Going wrong was not what you want when you have a 300km journey ahead but that was exactly what happened. We went massively out of our way and headed up a road which was almost as north as Srinagar – where we started. It added over an hour to our journey. It was scenic though as we were back in the alpine region. The guys at the riverside cafe we stopped at to wallow in our self pity, ensured we got the standard Indian misunderstanding when ordering and we got two of everything rather than the one. At this point we turned around to head back the way we came taking the opportunity to stop at a mechanics to finally get the chain sorted properly.

Successfully back on track, we stopped at the last police check point just before passing through a long tunnel. This was the 2nd tunnel we’d encountered in India and I don’t feel safe at all when we are in them. They’re more like disused mine shafts than safe passages through a mountain. They’re not lit which adds to the anguish, plus the wheel started to wobble as we went over what was probably an oil spill in the centre of the dark whole.

It was pretty scenic when we emerged the other side huge valleys and monkeys lingering but now we’d been spoilt for the past two weeks we were a bit unappreciative of what we were seeing as we had seen the best of the best.

Paul’s eyes often let him down when it comes to signs, and they did so when he pulled directly upto a military base camp gate asking to go through as he thought it was a road. I was confused as to what he was doing but thought he might have seen a police check point so I didn’t say anything.
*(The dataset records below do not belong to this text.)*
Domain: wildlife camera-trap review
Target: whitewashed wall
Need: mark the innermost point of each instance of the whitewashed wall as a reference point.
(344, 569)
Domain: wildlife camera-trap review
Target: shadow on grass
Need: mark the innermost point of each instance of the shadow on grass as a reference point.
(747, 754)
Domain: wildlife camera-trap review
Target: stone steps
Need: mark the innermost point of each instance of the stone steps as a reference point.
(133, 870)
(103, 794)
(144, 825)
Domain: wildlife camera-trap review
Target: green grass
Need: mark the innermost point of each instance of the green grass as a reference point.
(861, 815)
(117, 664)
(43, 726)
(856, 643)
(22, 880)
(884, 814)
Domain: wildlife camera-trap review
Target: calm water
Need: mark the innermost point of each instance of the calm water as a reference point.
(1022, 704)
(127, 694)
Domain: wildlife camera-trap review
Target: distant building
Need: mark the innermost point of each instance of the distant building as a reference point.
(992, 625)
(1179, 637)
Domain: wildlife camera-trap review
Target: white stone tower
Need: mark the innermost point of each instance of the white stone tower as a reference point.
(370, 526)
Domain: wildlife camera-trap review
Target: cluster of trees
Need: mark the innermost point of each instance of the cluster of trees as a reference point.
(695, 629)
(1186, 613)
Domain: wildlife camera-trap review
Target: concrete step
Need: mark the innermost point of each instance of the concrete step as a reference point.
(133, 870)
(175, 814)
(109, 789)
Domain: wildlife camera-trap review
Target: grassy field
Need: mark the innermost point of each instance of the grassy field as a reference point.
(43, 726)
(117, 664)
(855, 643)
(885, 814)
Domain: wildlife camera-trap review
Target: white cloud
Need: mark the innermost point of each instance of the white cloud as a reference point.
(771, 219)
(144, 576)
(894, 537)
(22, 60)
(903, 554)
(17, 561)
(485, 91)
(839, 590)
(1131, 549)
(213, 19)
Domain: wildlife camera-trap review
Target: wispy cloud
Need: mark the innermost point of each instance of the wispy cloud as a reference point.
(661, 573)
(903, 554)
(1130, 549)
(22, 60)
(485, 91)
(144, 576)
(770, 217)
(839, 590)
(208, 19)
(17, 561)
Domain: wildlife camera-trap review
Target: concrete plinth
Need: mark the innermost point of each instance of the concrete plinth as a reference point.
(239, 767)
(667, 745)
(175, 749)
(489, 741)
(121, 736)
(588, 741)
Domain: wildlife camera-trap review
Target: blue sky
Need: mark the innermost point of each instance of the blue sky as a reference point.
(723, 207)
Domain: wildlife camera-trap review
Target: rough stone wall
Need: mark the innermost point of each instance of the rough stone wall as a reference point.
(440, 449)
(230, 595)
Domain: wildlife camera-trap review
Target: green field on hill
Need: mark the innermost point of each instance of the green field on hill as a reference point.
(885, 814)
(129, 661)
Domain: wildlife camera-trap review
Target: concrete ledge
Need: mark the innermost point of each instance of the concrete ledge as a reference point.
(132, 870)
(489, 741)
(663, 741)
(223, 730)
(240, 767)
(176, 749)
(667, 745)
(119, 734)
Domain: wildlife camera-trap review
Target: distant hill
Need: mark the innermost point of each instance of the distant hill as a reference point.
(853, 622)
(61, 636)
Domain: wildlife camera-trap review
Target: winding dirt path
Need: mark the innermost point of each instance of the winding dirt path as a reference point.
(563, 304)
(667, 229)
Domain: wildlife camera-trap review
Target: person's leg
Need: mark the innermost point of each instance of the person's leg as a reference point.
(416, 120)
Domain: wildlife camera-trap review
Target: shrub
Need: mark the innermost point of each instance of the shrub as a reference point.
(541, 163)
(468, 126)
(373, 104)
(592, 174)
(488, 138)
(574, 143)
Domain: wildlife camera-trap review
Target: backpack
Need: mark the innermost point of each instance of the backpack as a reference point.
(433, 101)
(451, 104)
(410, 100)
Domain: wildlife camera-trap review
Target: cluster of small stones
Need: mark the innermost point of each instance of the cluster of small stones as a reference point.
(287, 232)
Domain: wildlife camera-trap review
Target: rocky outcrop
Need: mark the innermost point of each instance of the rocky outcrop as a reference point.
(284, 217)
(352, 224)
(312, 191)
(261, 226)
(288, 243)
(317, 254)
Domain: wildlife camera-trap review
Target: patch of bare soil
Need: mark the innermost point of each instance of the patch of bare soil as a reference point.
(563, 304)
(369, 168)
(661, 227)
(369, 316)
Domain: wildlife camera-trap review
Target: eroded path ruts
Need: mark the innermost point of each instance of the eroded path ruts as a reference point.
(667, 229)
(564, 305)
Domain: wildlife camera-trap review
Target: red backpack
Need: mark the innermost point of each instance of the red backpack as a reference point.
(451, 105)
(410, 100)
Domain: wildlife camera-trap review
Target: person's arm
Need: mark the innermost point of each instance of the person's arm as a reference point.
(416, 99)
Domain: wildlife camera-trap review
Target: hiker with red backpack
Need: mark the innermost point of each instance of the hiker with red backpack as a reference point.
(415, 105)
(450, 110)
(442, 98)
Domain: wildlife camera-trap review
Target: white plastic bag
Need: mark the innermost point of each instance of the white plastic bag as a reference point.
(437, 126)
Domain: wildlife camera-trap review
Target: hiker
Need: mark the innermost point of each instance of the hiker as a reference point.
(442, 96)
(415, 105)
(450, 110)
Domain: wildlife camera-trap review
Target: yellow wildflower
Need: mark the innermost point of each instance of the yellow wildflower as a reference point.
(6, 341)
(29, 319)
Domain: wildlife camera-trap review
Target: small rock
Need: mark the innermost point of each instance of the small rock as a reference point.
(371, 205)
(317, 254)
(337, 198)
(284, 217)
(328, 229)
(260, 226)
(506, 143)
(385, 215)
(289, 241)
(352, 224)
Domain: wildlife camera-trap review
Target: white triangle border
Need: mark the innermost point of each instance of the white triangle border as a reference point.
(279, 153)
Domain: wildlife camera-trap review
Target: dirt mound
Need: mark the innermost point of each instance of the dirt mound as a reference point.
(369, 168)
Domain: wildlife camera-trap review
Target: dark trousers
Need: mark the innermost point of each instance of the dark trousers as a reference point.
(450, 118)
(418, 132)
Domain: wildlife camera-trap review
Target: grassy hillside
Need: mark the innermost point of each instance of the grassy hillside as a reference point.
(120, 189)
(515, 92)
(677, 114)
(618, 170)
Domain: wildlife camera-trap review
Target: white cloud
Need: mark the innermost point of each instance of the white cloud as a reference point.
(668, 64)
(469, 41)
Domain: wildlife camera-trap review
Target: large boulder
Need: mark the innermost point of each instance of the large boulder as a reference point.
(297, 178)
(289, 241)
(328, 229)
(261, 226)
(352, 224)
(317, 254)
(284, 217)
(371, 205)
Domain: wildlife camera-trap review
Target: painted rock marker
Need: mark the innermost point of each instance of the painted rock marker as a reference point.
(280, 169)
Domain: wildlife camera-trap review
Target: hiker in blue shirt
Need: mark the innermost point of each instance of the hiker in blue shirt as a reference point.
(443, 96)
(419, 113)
But no it definitely was a military base and we were turned away by a menacing looking guy.

We knew we wouldn’t make it to Jammu so made a decision to stop at Patnitop a little hill town with a huge hydropower station that looked like something out of James Bond, (apparently it cost over 1 billion dollars to build). Unsure of what lay ahead, if anything, we stopped at the first place we saw.

The scraggy looking little man was very nice but his rooms made it into the top 5 worst places we’ve stayed. All was well at first, the sheets smelt a little musky and the remains of someone’s sweet corn hung on a peg but it was clean enough. But then, as I sat on the bed something scattered across the floor under the bed and exited to a place we didn’t dare open – the bedside drawer!

There was a tin roof and we could instantly hear something tinkering around – a mixture between the mice and pigeons. With no other choice we ordered food from this place, surprisingly the dal was quite nice and the little man delivered it to our room. Paul again managed to eat nothing, and went to sleep early as he was still ill.

I somehow connected to someone’s internet and saw an email from the shipping agent in Dubai – he had good news. Thai airways would take it and it was only £100 extra rather than the £500 Singapore airlines wanted. We just needed to pay so he would ship it before we get to Bangkok. I had no chance on the connection I was on but he was demanding instant payment. It would just have to wait – there was 5 days before he would actually be sending it.

The night was a completely interrupted sleep with the constant fear of the mice (hopefully not rats) making an appearance from the drawer. Paul woke at every sound as his head was next to the drawer, and made me flash the torch to search for the vermin. We never saw anything again but the fear was there.